Each node has some data, or a pointer to some data, and a pointer to the next node. The last node points to NULL (nothing) so that we know when we’ve reached the end. Some linked lists (called doubly-linked lists) have nodes with a pointer to the previous node also. This can be very handy in some situation, however my studies so far have been focused on singly-linked lists.
Even without doubly-linked lists, linked lists, combined with other data structures, can get pretty complex. Here’s and example of a data structure from one of my assignments this semester:
Adding Nodes
The process for adding a node to a linked list is slightly different depending on where it’s being added. Usually nodes are added in order, because there much more useful that way. Below I have three GIF images to illustrate the process for added a node in each of the different situations: Immediately after the head, Somewhere in the middle, and At the end.
HEAD
newNode.next = head.next;
head.next = newNode;
MIDDLE
To add a node in the middle of a sorted list, you need to know about two nodes: the node before where it goes (previousNode
), and the node after where it goes (currentNode
). You don’t actually use currentNode
, but you need to keep track of it, so you can check if actually is after newNode
, or if newNode
may need to go further down the list. (This might all make a bit more sense after you’ve read the sorting section below). Anyway, once you’ve found where to insert the newNode
, this is what you have to do.
newNode.next = previousNode.next;
previousNode.next = newNode;
END
If you’re linked list is well-made, adding to the end will actually be exactly the same as adding to the middle, because previousNode.next
will point to NULL, so step 1 will be redundant but still work.

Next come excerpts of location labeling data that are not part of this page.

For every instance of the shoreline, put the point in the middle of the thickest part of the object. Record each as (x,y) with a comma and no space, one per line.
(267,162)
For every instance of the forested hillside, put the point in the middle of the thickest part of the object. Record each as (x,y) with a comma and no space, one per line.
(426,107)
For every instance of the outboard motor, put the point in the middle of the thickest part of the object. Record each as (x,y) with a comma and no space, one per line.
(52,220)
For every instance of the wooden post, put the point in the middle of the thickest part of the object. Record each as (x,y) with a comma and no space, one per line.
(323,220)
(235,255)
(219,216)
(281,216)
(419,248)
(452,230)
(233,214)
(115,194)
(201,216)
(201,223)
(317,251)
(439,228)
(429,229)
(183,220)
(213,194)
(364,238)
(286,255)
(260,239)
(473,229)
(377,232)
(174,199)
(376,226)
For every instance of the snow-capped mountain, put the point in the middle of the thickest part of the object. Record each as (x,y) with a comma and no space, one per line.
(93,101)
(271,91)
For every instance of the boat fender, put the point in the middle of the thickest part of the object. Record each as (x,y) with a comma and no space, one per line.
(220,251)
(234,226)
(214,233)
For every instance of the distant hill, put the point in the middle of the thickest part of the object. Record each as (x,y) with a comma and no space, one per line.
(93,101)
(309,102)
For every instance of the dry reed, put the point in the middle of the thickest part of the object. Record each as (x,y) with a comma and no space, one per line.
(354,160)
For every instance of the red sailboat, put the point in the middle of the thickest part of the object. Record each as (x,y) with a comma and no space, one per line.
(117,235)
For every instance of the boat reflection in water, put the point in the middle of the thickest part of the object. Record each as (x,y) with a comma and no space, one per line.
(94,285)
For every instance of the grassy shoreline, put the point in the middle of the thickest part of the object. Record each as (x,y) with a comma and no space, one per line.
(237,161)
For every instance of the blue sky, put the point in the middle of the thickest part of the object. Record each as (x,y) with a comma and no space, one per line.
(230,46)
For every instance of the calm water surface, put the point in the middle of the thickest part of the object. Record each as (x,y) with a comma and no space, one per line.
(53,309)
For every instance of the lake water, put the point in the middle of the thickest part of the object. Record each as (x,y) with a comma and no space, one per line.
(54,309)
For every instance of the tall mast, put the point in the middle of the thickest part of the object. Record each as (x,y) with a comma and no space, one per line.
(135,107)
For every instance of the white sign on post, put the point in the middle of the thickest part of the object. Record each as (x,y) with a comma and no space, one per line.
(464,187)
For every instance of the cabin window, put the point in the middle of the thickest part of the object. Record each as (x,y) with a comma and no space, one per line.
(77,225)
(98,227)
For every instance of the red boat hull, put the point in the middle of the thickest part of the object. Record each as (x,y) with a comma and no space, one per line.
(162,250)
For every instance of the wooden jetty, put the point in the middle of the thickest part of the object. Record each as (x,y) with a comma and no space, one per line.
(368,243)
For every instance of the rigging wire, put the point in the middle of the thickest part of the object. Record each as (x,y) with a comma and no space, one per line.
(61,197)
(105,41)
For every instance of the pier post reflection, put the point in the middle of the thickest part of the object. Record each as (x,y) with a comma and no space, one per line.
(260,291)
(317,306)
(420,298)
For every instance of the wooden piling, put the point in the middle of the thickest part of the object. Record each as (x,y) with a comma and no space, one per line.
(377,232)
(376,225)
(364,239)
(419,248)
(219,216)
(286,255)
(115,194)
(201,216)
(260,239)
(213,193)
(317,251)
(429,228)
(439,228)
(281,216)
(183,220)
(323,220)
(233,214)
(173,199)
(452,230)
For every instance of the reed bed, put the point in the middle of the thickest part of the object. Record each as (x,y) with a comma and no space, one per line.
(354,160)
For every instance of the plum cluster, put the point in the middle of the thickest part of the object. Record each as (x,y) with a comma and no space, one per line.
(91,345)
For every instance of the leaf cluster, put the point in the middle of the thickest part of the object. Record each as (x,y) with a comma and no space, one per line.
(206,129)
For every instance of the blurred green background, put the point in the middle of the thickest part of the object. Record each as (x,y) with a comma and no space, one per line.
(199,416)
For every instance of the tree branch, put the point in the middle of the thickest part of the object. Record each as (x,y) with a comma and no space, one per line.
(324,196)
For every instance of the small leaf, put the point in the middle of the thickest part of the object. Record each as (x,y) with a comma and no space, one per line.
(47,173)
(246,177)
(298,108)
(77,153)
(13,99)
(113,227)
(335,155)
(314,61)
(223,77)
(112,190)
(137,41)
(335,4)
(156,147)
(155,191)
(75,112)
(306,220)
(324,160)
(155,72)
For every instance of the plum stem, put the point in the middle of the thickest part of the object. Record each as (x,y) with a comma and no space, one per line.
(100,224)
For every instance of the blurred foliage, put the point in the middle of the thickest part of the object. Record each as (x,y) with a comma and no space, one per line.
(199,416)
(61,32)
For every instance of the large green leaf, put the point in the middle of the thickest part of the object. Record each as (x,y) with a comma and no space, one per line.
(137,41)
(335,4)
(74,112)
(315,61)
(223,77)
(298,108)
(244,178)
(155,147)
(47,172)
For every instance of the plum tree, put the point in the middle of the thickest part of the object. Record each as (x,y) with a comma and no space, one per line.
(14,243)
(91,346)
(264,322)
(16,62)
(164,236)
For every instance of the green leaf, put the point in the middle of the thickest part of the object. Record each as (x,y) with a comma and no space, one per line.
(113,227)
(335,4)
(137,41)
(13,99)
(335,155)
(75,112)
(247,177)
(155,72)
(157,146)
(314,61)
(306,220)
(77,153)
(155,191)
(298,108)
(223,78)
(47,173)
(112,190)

previousNode.next = newNode;
Removing Nodes
Removing nodes is exactly the same as adding nodes, but backwards. In fact, that’s so true, I’m using the same GIFs, but backwards!
HEAD
MIDDLE
END
Sorting Existing Linked Lists
Adding nodes to a linked lists in order isn’t too hard, but sorting an existing linked list is a whole different story. There are three sort methods(that I know about) you can use (in order of ease to code/use):
- Bubble sort – where you iterate through the list multiple times, comparing pairs of nodes next to each other, and flipping them if they’re out of order. When you’ve done a pass of the whole list without making a change, then it must be sorted.
- Selection sort – where you make a new list (head), and add nodes from the original list to it in order, then point the original head at the new list. When there are no nodes left in the original list, i.e. the original head points to NULL, you know the new list is sorted.
- Insertion sort – where you rearrange the list by dividing it into two portions, a sorted and unsorted section. Nodes are taken from the unsorted section and inserted into the sorted section in order, like if they were a new node. When there are no nodes left in the unsorted portion of the list, the list is sorted.
To see a visual representation of these different sort types, as well as many more, have a look at sorting-algorithms.com
Bubble Sort
Bubble sort is a common, inefficient algorithm for sorting things, however it is the easiest to get your head around, and especially in an exam situation, it’s the easiest to quickly and cleanly write code for.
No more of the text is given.